11/19/2013 12:19 EST | Updated 01/23/2014 06:58 EST

Don't Let An Oil Pipeline Destroy This Global Treasure

What would Canadians do if the Great Barrier Reef was at risk of being destroyed? Or if the Amazon was on the brink of annihilation? We would do what we -- and citizens across the world -- have done. We would stand together and say "no."

Right now a global treasure, the Great Bear, is at risk in Canada's own backyard. You can help. And it is as simple as standing up and saying you care.

The Great Bear region is the destination of Enbridge's proposed Northern Gateway oil pipeline. A project that would transport 525 thousand barrels of diluted bitumen everyday from Alberta's oil sands over forest and river. That would bring 220 super oil tankers into the Great Bear Sea every year. A project that would virtually guarantee an oil spill.

There is no other place on Earth like the Great Bear region of British Columbia. It is home to one of the world's last intact coastal temperate rainforests. It's crossed by the planet's last large clusters of wild salmon rivers. Unique animals -- spirit bears, Pacific coastal wolves -- live here and nowhere else. Its forests are habitat for Canada's dwindling grizzlies. Its seas are a refuge for threatened whales.

Coastal First Nations have spent a decade building an economy here that is underpinned by the health of its lands and waters. It supports 30,000 full-time jobs and diverse communities who call this place home. And it's one of world's best examples of a sustainable regional economy. This is no place for an oil pipeline or tankers.

Here are the facts:

• The Great Bear Sea is ranked one of the world's most treacherous waters by Environment Canada. Its unpredictable weather and massive swells make it an infamously dangerous sea way.

• A recent study commissioned by the province of British Columbia found that if there was an oil spill in this region, only 3 to 4 per cent of it could be cleaned up within 5 days.
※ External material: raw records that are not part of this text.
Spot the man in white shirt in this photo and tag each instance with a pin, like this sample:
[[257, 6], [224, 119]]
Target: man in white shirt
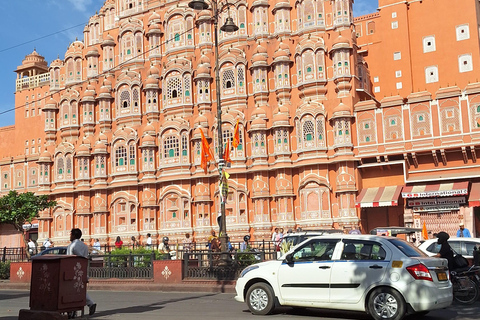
[[31, 246], [149, 241], [78, 248], [96, 246], [47, 244]]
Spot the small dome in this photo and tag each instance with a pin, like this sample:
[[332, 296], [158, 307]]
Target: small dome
[[151, 81], [258, 123], [200, 120], [280, 53], [83, 150], [153, 71], [148, 141], [341, 40], [154, 16], [259, 58], [203, 69], [92, 52], [205, 14], [100, 147], [341, 110], [258, 112], [204, 59], [260, 49], [149, 128], [45, 156]]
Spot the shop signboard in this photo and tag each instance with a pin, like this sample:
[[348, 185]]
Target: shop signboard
[[436, 201]]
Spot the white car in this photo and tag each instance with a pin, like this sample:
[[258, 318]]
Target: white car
[[463, 246], [383, 276]]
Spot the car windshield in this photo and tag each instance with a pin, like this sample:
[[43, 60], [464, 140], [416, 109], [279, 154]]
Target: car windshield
[[406, 248]]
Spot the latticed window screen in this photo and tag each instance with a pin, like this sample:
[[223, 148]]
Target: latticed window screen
[[241, 76], [120, 156], [320, 132], [308, 131], [450, 119], [228, 79], [475, 116], [170, 147], [228, 136], [420, 124], [135, 97], [132, 154], [186, 85], [125, 99], [60, 166], [184, 145], [69, 165], [174, 88]]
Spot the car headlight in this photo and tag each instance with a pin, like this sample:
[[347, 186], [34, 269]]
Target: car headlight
[[248, 269]]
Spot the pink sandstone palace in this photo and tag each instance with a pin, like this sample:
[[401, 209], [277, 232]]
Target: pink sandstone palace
[[344, 122]]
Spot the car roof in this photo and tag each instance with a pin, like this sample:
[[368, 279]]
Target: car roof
[[395, 230], [456, 239], [314, 232], [354, 236]]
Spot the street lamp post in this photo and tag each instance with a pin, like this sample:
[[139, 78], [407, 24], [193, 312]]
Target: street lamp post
[[229, 26]]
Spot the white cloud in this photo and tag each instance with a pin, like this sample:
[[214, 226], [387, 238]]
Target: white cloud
[[81, 5]]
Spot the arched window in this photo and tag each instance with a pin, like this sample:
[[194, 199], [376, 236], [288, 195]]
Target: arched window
[[60, 166], [120, 156], [171, 147]]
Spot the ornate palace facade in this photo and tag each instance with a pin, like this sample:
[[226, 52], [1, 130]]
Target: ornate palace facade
[[335, 114]]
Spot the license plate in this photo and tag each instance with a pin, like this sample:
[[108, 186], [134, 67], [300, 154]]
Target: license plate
[[442, 276]]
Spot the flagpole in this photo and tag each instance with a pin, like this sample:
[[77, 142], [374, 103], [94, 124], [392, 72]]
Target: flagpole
[[229, 26]]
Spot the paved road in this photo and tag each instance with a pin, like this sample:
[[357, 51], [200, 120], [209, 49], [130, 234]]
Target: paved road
[[202, 306]]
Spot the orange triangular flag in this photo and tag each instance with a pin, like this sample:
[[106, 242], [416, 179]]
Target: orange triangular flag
[[206, 148], [424, 231], [236, 136], [206, 153], [226, 154]]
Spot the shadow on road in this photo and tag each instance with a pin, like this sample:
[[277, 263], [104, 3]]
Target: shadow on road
[[13, 296], [144, 308]]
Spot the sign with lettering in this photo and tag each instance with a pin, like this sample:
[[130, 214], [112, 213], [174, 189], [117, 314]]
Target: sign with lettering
[[436, 201], [438, 208]]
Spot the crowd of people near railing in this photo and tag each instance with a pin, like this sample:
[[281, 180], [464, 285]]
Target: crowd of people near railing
[[188, 244], [177, 247]]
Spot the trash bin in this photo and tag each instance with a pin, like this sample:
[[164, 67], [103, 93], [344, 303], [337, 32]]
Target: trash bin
[[59, 283]]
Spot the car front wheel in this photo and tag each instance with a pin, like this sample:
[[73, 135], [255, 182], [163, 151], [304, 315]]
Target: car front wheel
[[386, 304], [260, 299]]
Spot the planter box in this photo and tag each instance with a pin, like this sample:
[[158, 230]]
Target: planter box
[[167, 271], [20, 272]]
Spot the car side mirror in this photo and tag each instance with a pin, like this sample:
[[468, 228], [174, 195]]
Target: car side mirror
[[289, 258]]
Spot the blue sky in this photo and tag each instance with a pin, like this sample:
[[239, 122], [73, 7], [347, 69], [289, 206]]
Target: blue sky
[[30, 24]]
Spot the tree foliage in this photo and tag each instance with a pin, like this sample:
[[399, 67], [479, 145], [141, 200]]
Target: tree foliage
[[18, 208]]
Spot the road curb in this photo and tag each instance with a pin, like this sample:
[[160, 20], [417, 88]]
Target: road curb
[[211, 286]]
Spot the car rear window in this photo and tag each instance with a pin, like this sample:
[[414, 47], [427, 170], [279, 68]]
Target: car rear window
[[406, 248]]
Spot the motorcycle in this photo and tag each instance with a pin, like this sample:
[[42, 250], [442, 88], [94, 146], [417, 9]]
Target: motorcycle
[[465, 285]]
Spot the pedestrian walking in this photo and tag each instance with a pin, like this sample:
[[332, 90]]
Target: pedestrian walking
[[118, 243], [149, 241], [463, 232], [78, 248]]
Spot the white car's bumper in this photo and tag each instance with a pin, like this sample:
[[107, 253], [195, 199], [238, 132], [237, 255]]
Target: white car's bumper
[[240, 285], [426, 297]]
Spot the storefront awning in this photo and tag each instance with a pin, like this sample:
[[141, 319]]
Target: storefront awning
[[474, 198], [435, 190], [378, 197]]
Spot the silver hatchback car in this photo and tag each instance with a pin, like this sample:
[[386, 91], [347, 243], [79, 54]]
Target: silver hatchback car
[[385, 277]]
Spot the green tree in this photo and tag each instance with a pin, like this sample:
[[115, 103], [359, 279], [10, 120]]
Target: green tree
[[18, 208]]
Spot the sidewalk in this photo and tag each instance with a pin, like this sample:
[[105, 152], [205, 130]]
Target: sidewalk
[[143, 285]]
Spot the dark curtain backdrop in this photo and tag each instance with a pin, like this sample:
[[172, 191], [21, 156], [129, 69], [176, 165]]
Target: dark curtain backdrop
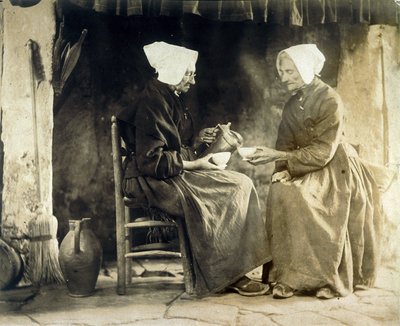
[[284, 12], [236, 82]]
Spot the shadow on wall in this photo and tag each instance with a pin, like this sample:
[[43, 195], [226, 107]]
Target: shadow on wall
[[236, 82]]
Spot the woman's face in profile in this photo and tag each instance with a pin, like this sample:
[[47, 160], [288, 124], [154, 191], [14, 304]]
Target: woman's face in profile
[[187, 80], [288, 73]]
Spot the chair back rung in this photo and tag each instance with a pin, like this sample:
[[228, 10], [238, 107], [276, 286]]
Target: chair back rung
[[146, 224], [154, 254], [131, 213]]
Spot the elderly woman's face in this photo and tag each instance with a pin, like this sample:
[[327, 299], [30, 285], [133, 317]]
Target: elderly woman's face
[[288, 73], [187, 80]]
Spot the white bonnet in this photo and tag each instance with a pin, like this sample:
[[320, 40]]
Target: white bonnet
[[307, 58], [170, 61]]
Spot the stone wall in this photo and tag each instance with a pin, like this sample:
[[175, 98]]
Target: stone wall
[[236, 82], [20, 188]]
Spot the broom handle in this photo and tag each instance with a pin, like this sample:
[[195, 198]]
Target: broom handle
[[34, 119]]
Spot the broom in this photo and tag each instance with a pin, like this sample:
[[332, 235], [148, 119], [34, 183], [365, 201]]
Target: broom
[[42, 265]]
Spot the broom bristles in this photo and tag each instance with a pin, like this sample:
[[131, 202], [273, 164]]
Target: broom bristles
[[43, 265]]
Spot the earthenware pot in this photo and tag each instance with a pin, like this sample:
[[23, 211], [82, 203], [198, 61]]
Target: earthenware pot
[[80, 258]]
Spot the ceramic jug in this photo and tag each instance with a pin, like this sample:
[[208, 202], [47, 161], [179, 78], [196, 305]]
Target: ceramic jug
[[227, 140], [80, 258]]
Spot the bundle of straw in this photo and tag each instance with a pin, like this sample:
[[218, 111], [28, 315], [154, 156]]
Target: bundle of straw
[[43, 266]]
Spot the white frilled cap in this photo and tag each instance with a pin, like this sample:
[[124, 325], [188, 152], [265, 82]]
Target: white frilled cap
[[308, 60], [170, 61]]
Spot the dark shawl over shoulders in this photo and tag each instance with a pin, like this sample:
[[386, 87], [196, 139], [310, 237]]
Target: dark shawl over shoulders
[[324, 225], [226, 228]]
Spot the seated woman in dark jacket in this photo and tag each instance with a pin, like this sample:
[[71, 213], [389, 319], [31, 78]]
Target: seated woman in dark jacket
[[221, 209], [323, 211]]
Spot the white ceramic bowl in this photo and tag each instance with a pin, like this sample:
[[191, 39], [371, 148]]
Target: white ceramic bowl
[[221, 158], [246, 151]]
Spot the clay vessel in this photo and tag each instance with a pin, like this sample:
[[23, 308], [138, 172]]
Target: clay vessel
[[80, 258]]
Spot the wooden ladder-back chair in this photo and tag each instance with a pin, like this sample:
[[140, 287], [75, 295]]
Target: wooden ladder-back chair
[[129, 215]]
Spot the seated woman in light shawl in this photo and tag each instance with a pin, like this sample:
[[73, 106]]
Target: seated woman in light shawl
[[225, 226], [323, 211]]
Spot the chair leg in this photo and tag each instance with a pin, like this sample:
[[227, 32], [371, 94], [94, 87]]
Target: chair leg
[[128, 248], [187, 261], [121, 260]]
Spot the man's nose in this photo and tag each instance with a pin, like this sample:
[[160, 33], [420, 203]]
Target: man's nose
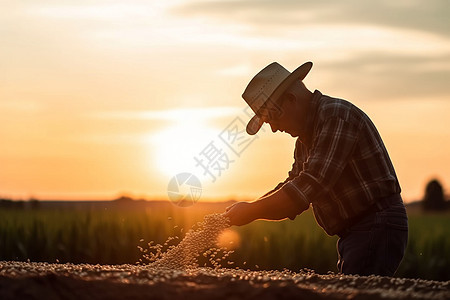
[[274, 127]]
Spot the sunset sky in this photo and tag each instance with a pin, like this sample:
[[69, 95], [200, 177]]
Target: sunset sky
[[103, 98]]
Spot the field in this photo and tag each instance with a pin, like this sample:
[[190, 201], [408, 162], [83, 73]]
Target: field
[[110, 233]]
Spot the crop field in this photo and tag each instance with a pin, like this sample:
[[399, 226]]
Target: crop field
[[119, 232]]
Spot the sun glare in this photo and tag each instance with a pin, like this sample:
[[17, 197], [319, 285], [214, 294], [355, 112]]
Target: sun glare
[[175, 147]]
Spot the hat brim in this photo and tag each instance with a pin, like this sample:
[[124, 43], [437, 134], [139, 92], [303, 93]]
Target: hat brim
[[300, 73]]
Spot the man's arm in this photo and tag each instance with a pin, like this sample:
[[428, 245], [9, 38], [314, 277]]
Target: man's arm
[[295, 170], [276, 206], [329, 155]]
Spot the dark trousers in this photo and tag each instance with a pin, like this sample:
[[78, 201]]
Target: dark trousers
[[376, 244]]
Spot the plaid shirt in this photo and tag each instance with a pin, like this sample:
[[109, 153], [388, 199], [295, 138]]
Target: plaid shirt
[[342, 168]]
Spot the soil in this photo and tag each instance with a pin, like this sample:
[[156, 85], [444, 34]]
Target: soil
[[22, 280]]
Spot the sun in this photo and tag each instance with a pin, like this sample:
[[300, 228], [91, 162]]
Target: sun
[[175, 147]]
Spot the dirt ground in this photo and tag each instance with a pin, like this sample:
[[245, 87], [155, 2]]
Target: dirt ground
[[19, 280]]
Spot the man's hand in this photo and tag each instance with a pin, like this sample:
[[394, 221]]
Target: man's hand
[[241, 213]]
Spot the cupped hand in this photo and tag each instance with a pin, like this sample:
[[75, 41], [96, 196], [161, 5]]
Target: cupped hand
[[241, 213]]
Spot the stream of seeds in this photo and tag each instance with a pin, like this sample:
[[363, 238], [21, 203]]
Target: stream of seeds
[[199, 241]]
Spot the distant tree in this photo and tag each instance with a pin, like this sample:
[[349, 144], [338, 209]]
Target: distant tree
[[434, 196]]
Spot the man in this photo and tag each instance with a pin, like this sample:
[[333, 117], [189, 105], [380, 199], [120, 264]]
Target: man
[[341, 168]]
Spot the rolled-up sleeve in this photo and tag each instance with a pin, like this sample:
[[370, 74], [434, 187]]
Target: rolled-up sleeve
[[328, 156]]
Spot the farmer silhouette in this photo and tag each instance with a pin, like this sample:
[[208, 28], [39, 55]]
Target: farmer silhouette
[[341, 168]]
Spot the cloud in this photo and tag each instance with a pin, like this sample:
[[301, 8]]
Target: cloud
[[169, 115], [270, 16]]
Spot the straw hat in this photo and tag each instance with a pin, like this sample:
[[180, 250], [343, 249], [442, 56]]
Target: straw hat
[[265, 89]]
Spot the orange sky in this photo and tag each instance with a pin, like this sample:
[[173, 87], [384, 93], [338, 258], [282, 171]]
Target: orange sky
[[101, 98]]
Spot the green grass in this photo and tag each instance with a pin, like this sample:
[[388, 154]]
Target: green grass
[[111, 236]]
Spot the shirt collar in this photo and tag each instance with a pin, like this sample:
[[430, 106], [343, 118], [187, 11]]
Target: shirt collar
[[311, 116]]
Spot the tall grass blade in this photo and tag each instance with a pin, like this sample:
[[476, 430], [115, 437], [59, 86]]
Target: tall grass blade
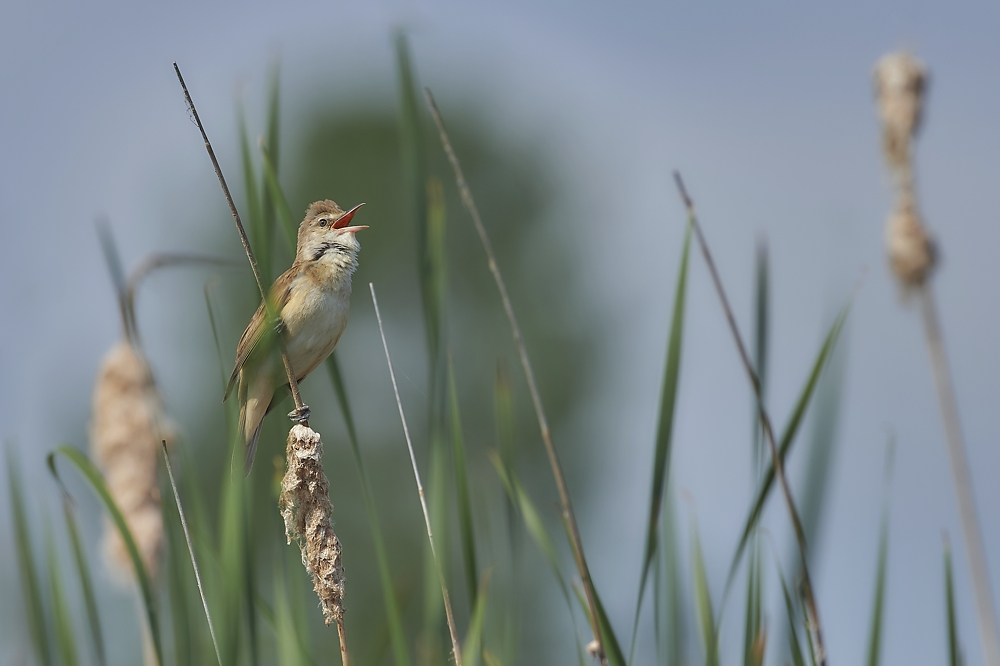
[[794, 646], [703, 600], [473, 646], [951, 617], [182, 609], [30, 587], [788, 436], [754, 633], [187, 539], [539, 534], [65, 639], [566, 506], [456, 649], [279, 203], [664, 433], [290, 645], [436, 563], [93, 476], [672, 612], [613, 651], [878, 605], [393, 616], [231, 582], [86, 582], [466, 527], [503, 410]]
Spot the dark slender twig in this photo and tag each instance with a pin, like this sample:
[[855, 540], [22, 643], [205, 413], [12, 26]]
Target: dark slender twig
[[975, 551], [567, 507], [301, 409], [420, 488], [779, 468], [162, 260], [194, 563]]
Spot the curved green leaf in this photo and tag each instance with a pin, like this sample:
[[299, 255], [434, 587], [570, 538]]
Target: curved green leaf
[[96, 480], [787, 438], [664, 433]]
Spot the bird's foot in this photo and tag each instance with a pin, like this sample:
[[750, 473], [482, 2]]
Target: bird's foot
[[300, 415]]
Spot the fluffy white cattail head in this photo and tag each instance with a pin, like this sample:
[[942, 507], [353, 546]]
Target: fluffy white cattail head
[[127, 426], [900, 83], [911, 250]]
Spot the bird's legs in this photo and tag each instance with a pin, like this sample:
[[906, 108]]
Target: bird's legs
[[300, 415]]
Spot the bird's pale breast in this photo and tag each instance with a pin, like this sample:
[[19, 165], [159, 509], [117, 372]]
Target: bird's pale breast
[[315, 318]]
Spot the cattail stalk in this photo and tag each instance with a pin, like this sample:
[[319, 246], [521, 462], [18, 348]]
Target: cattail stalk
[[305, 506], [900, 84], [304, 502], [455, 647]]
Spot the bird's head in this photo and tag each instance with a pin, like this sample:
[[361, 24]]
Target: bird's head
[[325, 233]]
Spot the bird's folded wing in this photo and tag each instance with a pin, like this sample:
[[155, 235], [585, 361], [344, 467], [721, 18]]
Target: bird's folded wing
[[258, 330]]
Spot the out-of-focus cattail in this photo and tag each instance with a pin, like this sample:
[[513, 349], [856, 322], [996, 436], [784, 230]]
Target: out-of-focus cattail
[[305, 505], [127, 426], [911, 251], [900, 82]]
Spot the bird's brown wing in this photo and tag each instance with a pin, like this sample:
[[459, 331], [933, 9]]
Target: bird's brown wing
[[257, 330]]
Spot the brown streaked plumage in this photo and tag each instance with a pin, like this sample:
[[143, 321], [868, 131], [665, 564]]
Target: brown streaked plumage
[[311, 300]]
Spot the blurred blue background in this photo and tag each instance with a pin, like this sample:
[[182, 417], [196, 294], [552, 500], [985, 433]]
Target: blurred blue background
[[766, 109]]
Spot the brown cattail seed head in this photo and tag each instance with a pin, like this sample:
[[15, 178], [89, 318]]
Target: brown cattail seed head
[[911, 250], [128, 424], [305, 505], [900, 83]]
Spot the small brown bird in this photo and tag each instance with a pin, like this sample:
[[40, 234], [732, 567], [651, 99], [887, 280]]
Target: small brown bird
[[311, 300]]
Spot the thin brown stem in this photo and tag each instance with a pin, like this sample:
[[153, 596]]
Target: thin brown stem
[[300, 408], [986, 613], [543, 425], [345, 659], [779, 469], [456, 649]]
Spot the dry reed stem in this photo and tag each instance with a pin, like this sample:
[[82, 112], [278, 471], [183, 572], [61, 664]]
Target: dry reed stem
[[812, 609], [194, 562], [568, 516], [900, 85], [455, 647], [127, 426], [293, 385], [322, 548], [305, 506], [985, 611]]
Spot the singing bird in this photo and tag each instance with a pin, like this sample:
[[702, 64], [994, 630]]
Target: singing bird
[[311, 300]]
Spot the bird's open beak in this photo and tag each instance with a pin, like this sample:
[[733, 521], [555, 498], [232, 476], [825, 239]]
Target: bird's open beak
[[345, 219]]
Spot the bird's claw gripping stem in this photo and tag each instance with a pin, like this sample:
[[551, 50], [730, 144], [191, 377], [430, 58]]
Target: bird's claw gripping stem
[[300, 415]]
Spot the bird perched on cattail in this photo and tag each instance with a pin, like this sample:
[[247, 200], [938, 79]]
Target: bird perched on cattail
[[310, 302]]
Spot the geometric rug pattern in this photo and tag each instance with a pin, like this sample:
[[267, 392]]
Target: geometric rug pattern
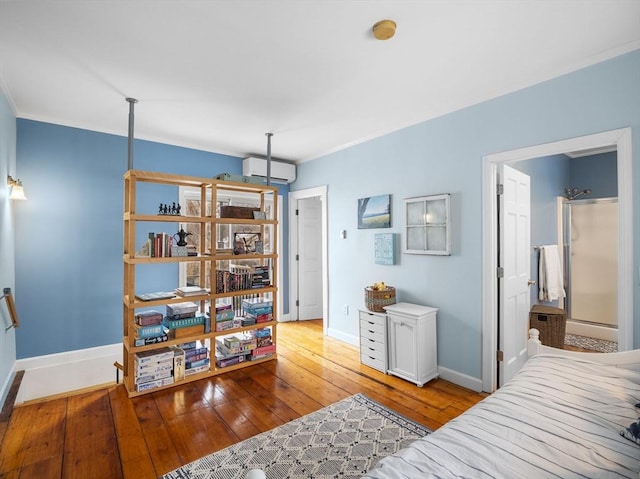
[[592, 344], [344, 439]]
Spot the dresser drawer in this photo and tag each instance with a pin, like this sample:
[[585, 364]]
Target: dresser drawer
[[378, 364], [373, 352], [372, 325], [377, 336], [378, 320]]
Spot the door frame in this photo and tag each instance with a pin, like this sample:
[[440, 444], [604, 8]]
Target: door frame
[[294, 196], [621, 139]]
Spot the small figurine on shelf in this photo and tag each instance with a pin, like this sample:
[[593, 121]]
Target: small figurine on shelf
[[182, 237], [173, 209]]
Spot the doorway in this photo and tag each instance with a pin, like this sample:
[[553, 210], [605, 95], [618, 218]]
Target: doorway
[[308, 285], [621, 140]]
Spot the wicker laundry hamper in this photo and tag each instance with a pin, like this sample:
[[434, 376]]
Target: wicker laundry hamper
[[551, 322]]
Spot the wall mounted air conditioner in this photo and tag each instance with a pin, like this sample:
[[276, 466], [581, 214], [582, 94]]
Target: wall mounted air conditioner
[[280, 172]]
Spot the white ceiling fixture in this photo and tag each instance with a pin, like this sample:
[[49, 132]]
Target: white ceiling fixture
[[216, 75]]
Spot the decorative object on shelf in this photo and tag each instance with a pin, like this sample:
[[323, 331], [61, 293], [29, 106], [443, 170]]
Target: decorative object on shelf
[[245, 243], [182, 235], [427, 225], [374, 212], [171, 210], [240, 212], [385, 248], [17, 190], [379, 295]]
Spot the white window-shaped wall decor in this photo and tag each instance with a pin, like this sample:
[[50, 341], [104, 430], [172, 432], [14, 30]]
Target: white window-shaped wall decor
[[427, 229]]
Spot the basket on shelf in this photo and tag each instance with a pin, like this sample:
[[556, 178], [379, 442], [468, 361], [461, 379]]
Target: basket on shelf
[[551, 322], [377, 299]]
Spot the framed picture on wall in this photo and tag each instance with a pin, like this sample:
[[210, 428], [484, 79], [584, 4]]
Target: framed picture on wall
[[374, 212]]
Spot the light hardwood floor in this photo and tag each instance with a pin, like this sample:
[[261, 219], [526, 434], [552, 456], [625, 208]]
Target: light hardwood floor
[[104, 434]]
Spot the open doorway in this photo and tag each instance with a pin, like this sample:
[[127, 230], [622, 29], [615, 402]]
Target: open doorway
[[308, 285], [621, 140]]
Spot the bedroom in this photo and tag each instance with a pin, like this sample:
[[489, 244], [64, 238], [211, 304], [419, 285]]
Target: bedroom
[[440, 155]]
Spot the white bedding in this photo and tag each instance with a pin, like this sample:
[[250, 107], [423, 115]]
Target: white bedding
[[558, 418]]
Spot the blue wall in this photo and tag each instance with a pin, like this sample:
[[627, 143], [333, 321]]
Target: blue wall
[[69, 233], [8, 210], [445, 155], [599, 173]]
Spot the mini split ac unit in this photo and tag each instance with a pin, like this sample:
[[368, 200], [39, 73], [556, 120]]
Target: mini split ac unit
[[280, 172]]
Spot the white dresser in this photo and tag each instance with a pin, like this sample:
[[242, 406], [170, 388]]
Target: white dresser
[[412, 342], [373, 339]]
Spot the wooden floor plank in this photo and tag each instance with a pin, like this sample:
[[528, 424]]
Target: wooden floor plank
[[104, 433]]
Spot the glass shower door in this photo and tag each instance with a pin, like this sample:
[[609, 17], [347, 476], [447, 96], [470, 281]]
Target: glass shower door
[[593, 261]]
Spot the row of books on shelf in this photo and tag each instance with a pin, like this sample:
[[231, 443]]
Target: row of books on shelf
[[240, 277], [161, 245], [164, 366], [183, 320]]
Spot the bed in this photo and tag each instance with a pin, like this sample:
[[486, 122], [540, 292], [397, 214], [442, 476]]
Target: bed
[[562, 416]]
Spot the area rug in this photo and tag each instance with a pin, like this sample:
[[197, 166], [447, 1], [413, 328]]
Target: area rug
[[345, 439], [592, 344]]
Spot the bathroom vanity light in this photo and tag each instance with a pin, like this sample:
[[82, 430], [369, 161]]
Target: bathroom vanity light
[[17, 191]]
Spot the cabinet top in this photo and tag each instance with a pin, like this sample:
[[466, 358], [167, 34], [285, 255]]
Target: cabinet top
[[410, 309]]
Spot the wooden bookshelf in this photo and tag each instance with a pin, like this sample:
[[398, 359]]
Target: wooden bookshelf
[[209, 259]]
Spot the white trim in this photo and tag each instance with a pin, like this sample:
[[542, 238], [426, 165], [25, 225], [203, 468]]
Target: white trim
[[59, 373], [344, 337], [294, 196], [622, 140], [460, 379]]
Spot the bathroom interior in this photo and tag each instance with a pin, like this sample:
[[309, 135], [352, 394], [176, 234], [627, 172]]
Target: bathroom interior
[[574, 205]]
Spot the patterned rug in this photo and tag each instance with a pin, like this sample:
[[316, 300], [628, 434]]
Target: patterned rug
[[345, 439], [593, 344]]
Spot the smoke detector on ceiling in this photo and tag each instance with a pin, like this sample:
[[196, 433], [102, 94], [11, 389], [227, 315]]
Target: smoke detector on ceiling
[[384, 29]]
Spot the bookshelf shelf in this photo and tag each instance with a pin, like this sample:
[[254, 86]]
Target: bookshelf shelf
[[219, 274]]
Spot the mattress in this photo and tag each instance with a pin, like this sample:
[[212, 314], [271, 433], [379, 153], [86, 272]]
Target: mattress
[[558, 418]]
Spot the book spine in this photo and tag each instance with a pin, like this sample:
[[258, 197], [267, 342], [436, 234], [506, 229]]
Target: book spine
[[181, 323], [152, 340]]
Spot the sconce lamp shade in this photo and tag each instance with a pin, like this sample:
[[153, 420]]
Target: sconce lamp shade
[[17, 190]]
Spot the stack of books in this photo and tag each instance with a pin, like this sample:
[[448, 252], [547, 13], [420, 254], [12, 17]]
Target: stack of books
[[257, 310], [260, 278], [264, 344], [182, 320], [149, 328], [224, 317], [153, 369], [186, 291]]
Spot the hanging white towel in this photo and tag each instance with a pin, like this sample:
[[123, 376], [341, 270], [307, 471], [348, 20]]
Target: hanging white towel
[[550, 277]]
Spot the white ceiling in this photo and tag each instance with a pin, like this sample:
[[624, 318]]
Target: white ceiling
[[217, 75]]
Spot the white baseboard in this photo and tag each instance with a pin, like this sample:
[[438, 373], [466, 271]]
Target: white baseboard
[[4, 391], [347, 338], [592, 331], [59, 373], [460, 379]]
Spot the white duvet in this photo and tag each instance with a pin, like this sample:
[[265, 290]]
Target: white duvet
[[558, 418]]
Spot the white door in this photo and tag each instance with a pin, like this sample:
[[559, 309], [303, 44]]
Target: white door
[[515, 259], [309, 258]]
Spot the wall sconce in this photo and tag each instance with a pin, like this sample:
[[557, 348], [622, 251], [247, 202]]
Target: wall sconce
[[17, 191]]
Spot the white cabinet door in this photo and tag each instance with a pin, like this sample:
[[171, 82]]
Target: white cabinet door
[[412, 342], [402, 354]]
• Despite the Canadian government's claim that it can build a "world class" oil spill prevention and recovery strategy, there is no adequate technology to recover diluted bitumen -- which is much heavier than oil -- in the Great Bear's remote waters. Further, the "world class" standard of oil spill recovery is only 15 per cent, far from what most of us would consider reasonable or safe.

An oil spill here would be disastrous. It would destroy an irreplaceable ecosystem and the lives of the people who depend on it. You can help by adding your name to a growing list of Canadians who care.

We've seen it before. As close to home as Alaska, where the Exxon Valdez oil tanker spill devastated wildlife, communities and cost a generation its livelihoods. As close to home as Michigan, where an Enbridge pipeline leaked 800 thousand barrels of diluted bitumen into the Kalamazoo River. It is still being cleaned up, three years later.

We can stop it from happening here, in the Great Bear.

In a few weeks time, the Joint Review Panel will make its recommendation to the Canadian government about whether to proceed with Enbridge's proposed Northern Gateway oil pipeline or not.

It is urgent that people across the country and the world stand alongside British Columbians, First Nations communities and local residents in their opposition. When Canadians say they care, the government of Canada must listen.